Die Bayreuther Forscher haben einen Weg gefunden, mit den Seidenproteinen Brustimplantate zu beschichten. Philip Zeplin, Facharzt für Plastische und Ästhetische Chirurgie an der Schlosspark Klinik Ludwigsburg erklärt: „Silikon wird vom Körper nicht so gut akzeptiert.“ Werden unbehandelte Silikonkissen eingesetzt, besteht bei gesunden Menschen ein etwa zehnprozentiges Risiko einer sogenannten Kapselfibrose. Der Körper reagiert mit einer Abstoßungsreaktion und verkapselt das Implantat. Bei Brustkrebspatientinnen liegt das Risiko aufgrund der Bestrahlung bei 26 Prozent. Spinnenproteine allerdings sind im Körper besser verträglich als Silikon.

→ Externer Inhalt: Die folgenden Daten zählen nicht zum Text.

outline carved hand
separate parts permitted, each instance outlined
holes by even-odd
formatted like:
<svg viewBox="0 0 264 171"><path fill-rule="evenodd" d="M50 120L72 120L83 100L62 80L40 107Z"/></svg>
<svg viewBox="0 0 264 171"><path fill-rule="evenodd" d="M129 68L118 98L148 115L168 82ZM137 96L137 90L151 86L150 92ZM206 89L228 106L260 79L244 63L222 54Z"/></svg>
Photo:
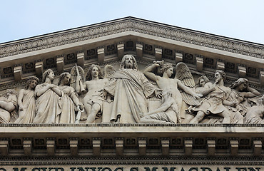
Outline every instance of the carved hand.
<svg viewBox="0 0 264 171"><path fill-rule="evenodd" d="M108 103L111 103L113 100L112 100L111 99L107 99L107 100L106 100L106 101L107 101Z"/></svg>
<svg viewBox="0 0 264 171"><path fill-rule="evenodd" d="M49 86L49 88L56 88L57 87L57 86L56 86L54 84L49 84L48 86Z"/></svg>
<svg viewBox="0 0 264 171"><path fill-rule="evenodd" d="M23 111L24 110L24 105L19 105L19 110L20 111Z"/></svg>
<svg viewBox="0 0 264 171"><path fill-rule="evenodd" d="M139 113L139 116L140 116L141 118L143 118L143 117L144 117L144 116L145 116L145 115L144 115L144 113Z"/></svg>
<svg viewBox="0 0 264 171"><path fill-rule="evenodd" d="M238 102L237 100L231 102L230 105L232 107L235 108L238 104Z"/></svg>
<svg viewBox="0 0 264 171"><path fill-rule="evenodd" d="M77 108L79 108L81 110L83 110L83 109L84 108L84 106L83 104L80 103L80 104L78 104L77 105Z"/></svg>
<svg viewBox="0 0 264 171"><path fill-rule="evenodd" d="M101 92L100 96L102 97L102 98L106 100L107 97L107 92L103 88L98 90L98 92Z"/></svg>
<svg viewBox="0 0 264 171"><path fill-rule="evenodd" d="M161 98L162 97L162 89L157 88L155 90L155 95L158 98Z"/></svg>
<svg viewBox="0 0 264 171"><path fill-rule="evenodd" d="M164 61L153 61L153 63L156 64L157 66L161 66L163 63L164 63Z"/></svg>
<svg viewBox="0 0 264 171"><path fill-rule="evenodd" d="M196 93L195 93L193 96L196 99L199 99L200 98L202 98L203 95L201 95L201 94L196 94Z"/></svg>

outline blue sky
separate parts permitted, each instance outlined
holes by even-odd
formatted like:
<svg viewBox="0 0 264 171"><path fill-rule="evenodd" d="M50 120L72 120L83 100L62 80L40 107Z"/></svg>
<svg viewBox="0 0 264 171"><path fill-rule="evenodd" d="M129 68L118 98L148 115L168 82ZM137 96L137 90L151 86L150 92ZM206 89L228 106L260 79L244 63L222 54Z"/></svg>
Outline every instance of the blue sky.
<svg viewBox="0 0 264 171"><path fill-rule="evenodd" d="M134 16L264 44L262 0L2 0L0 43Z"/></svg>

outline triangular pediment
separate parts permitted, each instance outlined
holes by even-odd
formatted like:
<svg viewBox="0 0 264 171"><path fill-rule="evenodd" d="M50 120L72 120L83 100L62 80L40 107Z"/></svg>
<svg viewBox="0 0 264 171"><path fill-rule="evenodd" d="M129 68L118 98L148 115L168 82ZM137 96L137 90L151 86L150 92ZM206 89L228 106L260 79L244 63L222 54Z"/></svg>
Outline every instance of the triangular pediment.
<svg viewBox="0 0 264 171"><path fill-rule="evenodd" d="M49 68L61 72L75 62L84 67L113 63L124 53L139 60L183 61L209 75L223 69L230 81L248 77L260 89L264 84L263 45L134 17L1 43L1 82L40 76Z"/></svg>
<svg viewBox="0 0 264 171"><path fill-rule="evenodd" d="M133 64L136 61L139 71L136 69L127 71L122 68L120 71L120 71L119 73L116 72L116 76L113 73L115 71L113 71L111 79L107 80L106 77L106 79L103 77L99 79L98 76L98 80L107 80L107 83L94 83L93 86L103 86L102 88L93 91L91 96L95 96L95 98L88 97L85 99L86 93L90 90L87 88L88 83L83 80L77 81L77 73L84 76L91 64L98 64L101 68L108 66L109 68L120 69L122 58L126 54L135 56L133 60L133 60ZM151 75L148 77L146 73L151 73L156 78L161 73L157 68L161 68L163 63L159 61L160 66L151 71L149 67L155 65L154 61L164 61L166 64L168 63L166 71L171 70L171 75L173 73L171 64L174 67L178 63L183 66L185 63L187 67L181 68L185 72L182 71L182 75L184 73L186 78L191 78L186 82L191 82L193 86L187 88L187 86L183 86L183 80L180 81L179 78L171 79L168 76L169 74L166 73L168 77L163 78L163 81L167 79L168 82L163 88L170 87L171 89L163 91L164 96L162 98L156 95L158 95L157 92L161 93L161 95L163 90L158 88L157 81L151 81ZM63 77L59 75L74 71L73 68L76 68L77 65L80 71L75 70L74 81L75 86L78 83L80 88L73 88L72 85L71 87L68 86L69 82L66 84L66 81L65 84L56 86L59 84L59 77L64 79L68 76L69 81L70 77L73 76L65 73ZM100 67L93 67L99 73ZM147 71L148 68L149 71ZM16 101L18 100L16 93L22 90L19 96L20 100L22 96L24 98L26 93L24 90L27 88L23 88L28 78L34 76L41 80L47 69L54 71L54 81L52 83L54 79L49 78L44 83L39 83L36 86L39 87L35 85L28 91L29 95L26 95L34 100L27 105L35 105L26 110L31 113L29 113L28 115L33 116L33 119L30 122L16 122L26 114L19 115L17 120L11 117L28 109L19 108L22 103L18 104ZM212 88L213 83L209 79L213 80L215 70L225 71L226 87L215 81L215 85L219 84L217 86L214 85L215 89ZM143 73L143 71L147 71ZM46 78L54 77L51 71L46 74ZM220 82L223 83L225 73L221 71L216 73L221 78L222 82ZM194 79L192 76L188 77L190 75ZM264 92L264 45L126 17L1 43L0 76L0 92L6 90L6 93L4 95L1 93L0 98L16 96L11 100L8 99L9 105L13 105L13 111L10 113L7 109L0 106L0 110L2 110L0 112L5 110L4 114L10 115L9 120L0 115L0 170L260 171L263 169L263 120L258 113L262 110L259 108L251 110L253 114L250 113L252 115L248 120L253 119L249 120L249 123L244 120L243 115L246 116L246 114L242 112L256 106L263 107L258 103L260 99L260 94ZM200 99L196 96L198 93L196 91L197 87L194 86L194 82L196 83L198 78L201 76L209 78L207 79L208 83L208 85L212 83L212 87L207 87L207 90L212 89L207 94L202 94ZM174 76L171 78L174 78ZM255 103L254 105L250 104L250 106L246 106L248 108L241 110L233 107L233 103L223 104L223 100L228 99L227 94L231 94L231 88L227 86L238 78L246 78L243 81L246 83L248 80L250 86L248 88L252 88L245 90L247 86L245 85L243 90L255 93L250 99L254 100L250 102ZM37 82L37 78L34 79ZM30 81L28 86L31 83ZM111 81L113 84L111 84ZM121 86L115 86L114 88L109 88L108 91L106 90L107 83L111 82L109 85L112 86L118 81L123 83L120 83ZM145 84L147 84L147 88L142 88ZM81 91L81 85L86 86L87 90L84 90L84 93ZM126 86L130 88L124 88ZM45 86L50 87L45 89ZM178 90L181 86L181 90ZM149 87L151 90L148 89ZM53 88L57 89L52 90L53 94L51 93L49 95L46 93L49 90L49 93ZM69 90L66 91L66 88ZM111 92L111 90L121 93L116 94ZM103 99L102 94L106 93L103 90L107 91L110 98ZM215 96L206 96L215 90ZM7 95L6 92L9 95ZM236 96L233 98L235 100L235 98L241 98L240 102L248 99L242 97L240 93L234 92L233 95ZM44 93L45 97L39 100ZM165 95L167 95L167 99ZM65 97L68 98L68 100L64 99ZM29 101L29 99L25 101ZM198 105L193 105L188 103L191 100L188 101L186 99L198 99L200 101ZM208 102L209 100L211 101ZM215 108L202 105L203 101ZM86 108L85 105L84 109L81 110L84 103L91 106L97 105L96 113L93 113L96 117L94 115L93 122L87 122L91 110ZM158 112L156 110L163 106L167 107ZM194 110L200 106L206 110L204 118L200 118L205 121L203 123L200 120L196 124L191 121L198 113ZM36 110L37 108L39 110ZM146 110L141 113L138 108ZM51 109L54 110L49 110ZM222 110L219 112L218 110ZM227 110L229 114L224 115L223 113ZM17 113L13 113L14 111ZM146 119L146 115L143 114L151 112L155 114L153 117L158 122L144 122L142 118ZM61 116L68 118L65 119L66 117L64 117L64 120ZM83 117L81 119L81 116ZM41 117L42 120L39 121ZM122 117L128 119L121 120ZM225 123L226 118L229 120ZM131 122L131 118L133 122Z"/></svg>

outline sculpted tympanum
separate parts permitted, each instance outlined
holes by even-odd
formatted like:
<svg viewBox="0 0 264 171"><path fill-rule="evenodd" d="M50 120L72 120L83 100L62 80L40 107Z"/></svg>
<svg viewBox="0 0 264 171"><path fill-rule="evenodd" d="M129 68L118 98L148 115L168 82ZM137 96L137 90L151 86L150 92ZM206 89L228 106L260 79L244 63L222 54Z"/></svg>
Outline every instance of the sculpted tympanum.
<svg viewBox="0 0 264 171"><path fill-rule="evenodd" d="M0 97L0 123L13 123L17 118L17 93L7 89Z"/></svg>
<svg viewBox="0 0 264 171"><path fill-rule="evenodd" d="M204 94L205 98L200 105L194 107L191 110L196 113L196 117L190 123L198 123L206 115L215 114L223 118L223 123L231 122L230 113L223 106L223 104L235 106L235 103L227 101L226 99L230 93L229 88L224 86L223 79L225 73L221 70L217 70L215 73L215 83L213 87L209 88L208 95Z"/></svg>
<svg viewBox="0 0 264 171"><path fill-rule="evenodd" d="M250 108L244 118L244 123L264 124L264 95L258 100L257 105Z"/></svg>
<svg viewBox="0 0 264 171"><path fill-rule="evenodd" d="M138 71L135 58L125 55L103 92L114 97L111 120L121 123L139 123L140 113L148 112L147 98L161 96L161 90L152 85Z"/></svg>
<svg viewBox="0 0 264 171"><path fill-rule="evenodd" d="M248 86L248 81L246 78L240 78L233 83L230 86L231 93L228 98L230 101L236 100L238 103L235 108L228 106L230 111L239 112L245 115L248 110L251 107L248 98L254 98L260 95L255 89Z"/></svg>
<svg viewBox="0 0 264 171"><path fill-rule="evenodd" d="M39 78L31 76L26 81L24 89L19 91L17 103L19 105L19 117L15 123L32 123L36 115L36 100L34 90Z"/></svg>
<svg viewBox="0 0 264 171"><path fill-rule="evenodd" d="M69 86L71 77L69 73L63 73L59 78L59 88L64 93L61 98L62 109L59 123L74 123L75 106L77 106L77 108L83 108L74 88Z"/></svg>
<svg viewBox="0 0 264 171"><path fill-rule="evenodd" d="M43 73L43 83L36 86L36 118L34 123L59 123L61 113L63 92L52 83L54 73L51 69Z"/></svg>
<svg viewBox="0 0 264 171"><path fill-rule="evenodd" d="M163 74L162 77L156 76L153 73L153 71L159 66L161 66L161 72ZM170 78L173 73L173 68L171 64L164 63L161 61L155 61L153 65L147 67L144 71L145 76L151 80L156 81L158 87L163 91L171 92L172 97L177 104L177 108L176 109L176 113L175 114L176 115L175 118L177 120L174 120L174 122L181 123L179 110L181 108L183 98L178 88L181 88L184 92L193 95L196 98L199 98L199 97L196 93L184 86L178 79Z"/></svg>
<svg viewBox="0 0 264 171"><path fill-rule="evenodd" d="M111 67L111 66L107 65L106 67ZM100 67L94 64L89 66L86 78L86 81L84 82L83 88L87 90L88 92L83 98L83 103L88 115L86 123L91 123L96 116L100 117L102 114L104 99L101 97L101 90L108 81L108 78L106 72L105 72L105 77L103 77ZM79 80L81 79L81 76L77 77L76 83L80 83ZM77 92L81 91L80 86L80 84L76 84ZM110 102L111 97L108 96L107 98L108 101Z"/></svg>
<svg viewBox="0 0 264 171"><path fill-rule="evenodd" d="M179 120L178 105L171 91L163 91L161 106L151 112L142 113L141 123L177 123Z"/></svg>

Im Tierversuch hat die Methode alle Voraussetzungen erfüllt. In Kürze beginnen die Tests am Menschen. „Ich bin sehr zuversichtlich, dass sich die Seidenproteine bewähren werden“, so Zeplin. Er glaubt, die Methode wird künftig auch für andere Implantate geeignet sein wie etwa Gefäßprothesen, Dialysekatheter oder Herzklappen. Aber auch die Wirtschaft interessiert sich für die Spinnenseide.
So hat zum Beispiel der Sportartikelhersteller Adidas im vergangenen Jahr Scheibels Spinnenseide für sich entdeckt. Bisher gibt es nach Angaben eines Firmensprechers lediglich einen Prototypen eines Schuhs, der aus biologisch abbaubaren Materialien besteht. Man plane ihn aber auf den Markt zu bringen. Doch wie steht es um die Haltbarkeit? „Spinnennetze halten ewig“, sagt Scheibel. In alten Gebäuden könne man durchaus 500 Jahre alte Exemplare finden.